Bir hafta önce Katoviçe’deki 26. Taraflar Konferansı öncesinde okul boykotuyla dikkatleri üzerine çeken ve sonrasında kürsüden yetişkinlerin vicdanına seslenen Greta bu gerçeği ifade ediyordu. “Bugün hiçbir şey yapmazsanız, yarın bizim için çok geç olabilir!”

Üçüncü olarak kolektif eylemle ilgili “politik” bir modele değinebiliriz. Çok sayıda örgütsüz birey ve kurumun küçük çıkarlarla bağlı olduğu ama az sayıda güç odağının büyük çıkarlarla tutunduğu bir problem söz konusu olduğunda, küçük çıkarların büyük çıkarlar karşısındaki şansı nedir? Ulusal ölçekte milyonları, küresel ölçekte milyarları etkileyen iklim değişikliği, bir avuç fosil yakıt şirketi, kömür madencileri, onlara bağımlı konvansiyonel sektörler ve siyasi elit tarafından nasıl teslim alınabilir? Parasal büyüklükte ölçtüğümüzü varsaysak, milyarların ılımlı iklimlerden sağlayacağı kazanç, bir avuç fosil yakıt şirketinin petrol madenciliğinde ısrar ederek elde edeceği kârlardan daha büyük değil midir? Bilindiği gibi, bu denklemde toplamda büyük ama atomize birey ve gruplar karşısında toplamda küçük ama hareket kabiliyeti yüksek azınlığın şansı daha yüksektir.

Bu modellerin, tabiatları gereği eksik de olsalar, bana verdiği ders şu: İklim eylemi, iklim değişikliği hakkında eğitimi, yeryüzüyle bağımızı yeniden düşünmeyi, temel değerlerimizde (ahlaki) bir dönüşümü zorunlu kılıyor.
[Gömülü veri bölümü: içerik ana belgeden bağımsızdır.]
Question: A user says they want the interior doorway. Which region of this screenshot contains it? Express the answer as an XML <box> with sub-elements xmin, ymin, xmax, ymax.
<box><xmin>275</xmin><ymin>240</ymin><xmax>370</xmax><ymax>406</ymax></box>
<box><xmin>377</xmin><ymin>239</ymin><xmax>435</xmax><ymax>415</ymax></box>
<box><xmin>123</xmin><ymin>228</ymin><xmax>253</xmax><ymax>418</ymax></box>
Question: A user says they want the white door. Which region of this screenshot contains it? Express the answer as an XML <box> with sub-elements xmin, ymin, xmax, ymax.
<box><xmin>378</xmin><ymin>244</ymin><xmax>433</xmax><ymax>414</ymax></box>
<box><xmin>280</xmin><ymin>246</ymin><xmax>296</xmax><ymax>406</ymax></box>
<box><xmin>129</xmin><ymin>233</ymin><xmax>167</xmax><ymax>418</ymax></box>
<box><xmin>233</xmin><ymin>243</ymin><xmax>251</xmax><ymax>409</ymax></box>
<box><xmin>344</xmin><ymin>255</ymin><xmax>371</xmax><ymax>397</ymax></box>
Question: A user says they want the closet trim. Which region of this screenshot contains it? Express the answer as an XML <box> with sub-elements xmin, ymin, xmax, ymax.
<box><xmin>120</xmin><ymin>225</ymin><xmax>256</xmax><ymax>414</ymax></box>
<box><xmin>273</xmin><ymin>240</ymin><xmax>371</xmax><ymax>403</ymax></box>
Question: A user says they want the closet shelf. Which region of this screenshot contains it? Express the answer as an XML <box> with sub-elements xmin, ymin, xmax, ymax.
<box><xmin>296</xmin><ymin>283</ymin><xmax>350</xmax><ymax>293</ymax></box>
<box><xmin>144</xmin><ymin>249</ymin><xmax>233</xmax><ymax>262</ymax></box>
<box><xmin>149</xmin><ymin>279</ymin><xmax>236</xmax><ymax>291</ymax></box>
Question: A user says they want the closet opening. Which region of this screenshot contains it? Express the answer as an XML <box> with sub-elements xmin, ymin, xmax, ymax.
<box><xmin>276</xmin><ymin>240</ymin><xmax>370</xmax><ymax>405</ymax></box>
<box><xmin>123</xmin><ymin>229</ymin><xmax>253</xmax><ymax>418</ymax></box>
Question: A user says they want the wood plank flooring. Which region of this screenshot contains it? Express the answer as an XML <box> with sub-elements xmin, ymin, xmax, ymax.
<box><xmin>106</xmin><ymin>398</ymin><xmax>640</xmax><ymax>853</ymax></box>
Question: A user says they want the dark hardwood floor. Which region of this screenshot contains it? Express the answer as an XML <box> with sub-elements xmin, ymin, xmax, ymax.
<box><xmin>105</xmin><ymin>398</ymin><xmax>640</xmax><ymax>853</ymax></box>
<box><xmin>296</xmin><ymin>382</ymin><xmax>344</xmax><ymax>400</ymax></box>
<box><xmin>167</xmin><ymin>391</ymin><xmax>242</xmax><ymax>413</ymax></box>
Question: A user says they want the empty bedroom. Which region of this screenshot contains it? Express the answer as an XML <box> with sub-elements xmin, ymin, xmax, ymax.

Bununla beraber toplumların içinde, toplumlar arasında karşılıklı güven duygusunun güçlenmesi, örgütlenerek kolektif hareket kabiliyetinin artırılması başarılı iklim eylemi için bir ön koşul. Bunların eksik olduğu koşullarda kendimizi büyük güçlerin yönettiği bir orkestrada trajedinin sonunu bekleyen çalgıcılar gibi hissedebiliriz. Belki de en iyisi, kafayı trajediye takmak yerine eğitim, etik, güven ve örgütlenmeye yatırım yapmak. Bu noktada Naomi Klein’in önerilerini hatırlamakta yarar var. İlk fırsatta hatırlatacağım.